He added that his client has been tortured, referring to a video released by the government in which Requesens is heard confessing to a role in the assassination plot.

In the video, the former student leader at the Central University of Venezuela is seen to be covered in his own excrement and “under the effects of a drug” that prevented him from acting of his own will, Garcia said.

Two other opposition lawmakers, Renzo Prieto and Gilber Caro, have been jailed, released and jailed again since Maduro came to power in April 2013.

Prieto spent four years behind bars prior to 2018 and then returned to prison on March 10 of this year. His family members and attorneys lost contact with him three days later; since then, they have learned through some intermediaries that the lawmaker “is sleeping on the floor” of his Caracas cell.

Caro, for his part, is serving a fourth stint in prison, although the first of them was not politically related and dates to a time before he became a lawmaker.
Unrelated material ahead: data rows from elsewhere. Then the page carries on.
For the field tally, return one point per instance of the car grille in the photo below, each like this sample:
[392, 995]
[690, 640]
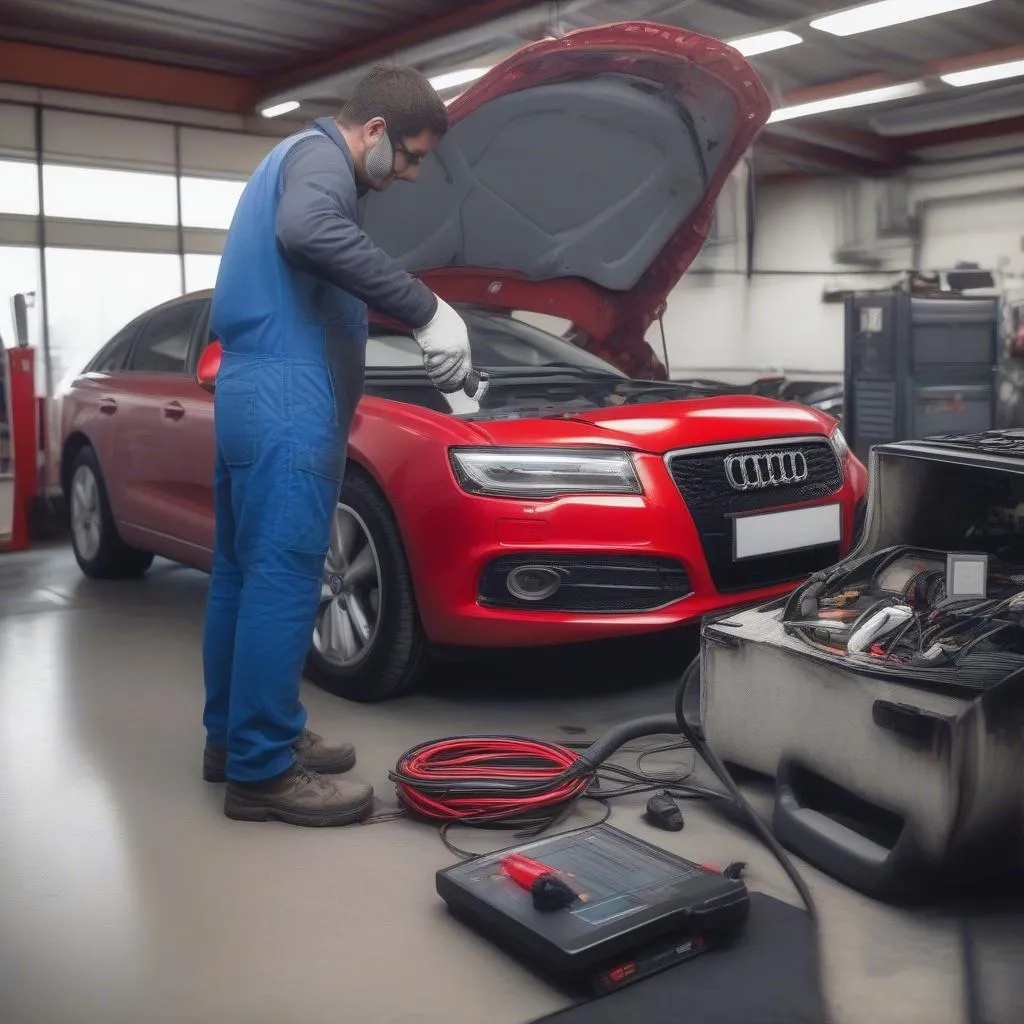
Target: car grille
[714, 504]
[590, 583]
In his other three arrests between 2017 and 2019, the opposition says the lawmaker has been a victim of “forced disappearance” for weeks at a time.

The AN said it does not know where Caro is currently being held and what charges he faces and that the prisoner has been denied the right to be represented by an attorney of his choice.

In both cases, lawyers for the two defendants say their clients have been tortured by the authorities.

Antonio Geara and Ismael Leon also have been deprived of their liberty despite having parliamentary immunity under Venezuela’s constitution, although neither of them has been given the same attention in the media or by the opposition as Requesens, Prieto or Caro.